Dapprima corridore della U.C. Comense 1887 con ottimi risultati (amico fraterno di Oreste Magni) poi, da non dimenticare assolutamente, i moltissimi anni alla guida presidenziale e non della stessa gloriosa Società di Como di via Sinigaglia quando “sfornava” atleti (quelli che allora erano i Dilettanti di 1a e 2a Serie) passati, in gran numero, ai grandi fasti del ciclismo professionistico.
Non solo, una volta poi ridimensionata l’attività dilettantistica, “avanti tutta” con l’allora nuova categoria degli Juniores e qui, tra lui Presidente e Giovanni Roncoroni Direttore Sportivo, una nidiata dopo l’altra di promesse ciclistiche, Fabio Casartelli uno per tutti altrimenti ci vorrebbero tre fogli con nomi e cognomi, anch’esse poi arrivate, con grande profitto e massimi risultati, nel settore professionistico.

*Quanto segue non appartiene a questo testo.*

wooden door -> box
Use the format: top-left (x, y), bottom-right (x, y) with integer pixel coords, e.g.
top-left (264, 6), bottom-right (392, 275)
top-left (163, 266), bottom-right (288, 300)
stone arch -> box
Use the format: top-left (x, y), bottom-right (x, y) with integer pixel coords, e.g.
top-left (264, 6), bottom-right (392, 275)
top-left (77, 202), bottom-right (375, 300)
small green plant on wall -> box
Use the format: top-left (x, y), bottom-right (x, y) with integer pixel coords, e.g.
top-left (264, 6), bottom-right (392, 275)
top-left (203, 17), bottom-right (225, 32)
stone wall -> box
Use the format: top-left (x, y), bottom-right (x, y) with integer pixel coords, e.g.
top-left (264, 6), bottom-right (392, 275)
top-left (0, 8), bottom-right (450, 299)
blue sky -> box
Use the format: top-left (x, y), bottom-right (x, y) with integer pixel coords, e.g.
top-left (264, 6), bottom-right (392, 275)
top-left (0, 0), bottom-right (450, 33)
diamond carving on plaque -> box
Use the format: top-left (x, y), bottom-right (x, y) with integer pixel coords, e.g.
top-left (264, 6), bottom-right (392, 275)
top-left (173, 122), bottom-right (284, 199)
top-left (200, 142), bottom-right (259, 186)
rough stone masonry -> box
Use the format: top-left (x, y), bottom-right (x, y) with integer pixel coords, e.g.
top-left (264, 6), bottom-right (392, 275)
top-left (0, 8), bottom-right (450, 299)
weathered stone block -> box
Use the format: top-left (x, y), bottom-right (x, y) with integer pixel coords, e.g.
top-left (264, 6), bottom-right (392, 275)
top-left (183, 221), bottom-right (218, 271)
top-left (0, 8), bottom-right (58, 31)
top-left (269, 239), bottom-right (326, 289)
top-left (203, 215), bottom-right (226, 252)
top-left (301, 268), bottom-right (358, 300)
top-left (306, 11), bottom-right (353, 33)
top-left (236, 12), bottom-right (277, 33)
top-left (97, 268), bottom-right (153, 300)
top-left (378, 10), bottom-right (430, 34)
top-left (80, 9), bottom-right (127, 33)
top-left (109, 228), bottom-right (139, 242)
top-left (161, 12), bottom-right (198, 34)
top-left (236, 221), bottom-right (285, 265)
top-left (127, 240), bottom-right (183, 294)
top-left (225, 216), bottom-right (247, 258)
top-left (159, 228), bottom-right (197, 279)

Più un padre che un Presidente, più un esperto che un presenzialista, più un organizzatore che un mediatore, più un innovatore che un conservatore, più un appassionato viscerale del ciclismo che un semplice osservatore, più una vita dedicata assiduamente allo sport del pedale sino alla fine piuttosto che un “nostalgico brontolone”. “Mino”: il ciclismo ti mancherà ma tu mancherai tanto al ciclismo.
Le esequie domani alle ore 14.30 a Como (Muggiò) Chiesa Santa Maria Regina via Quadrio.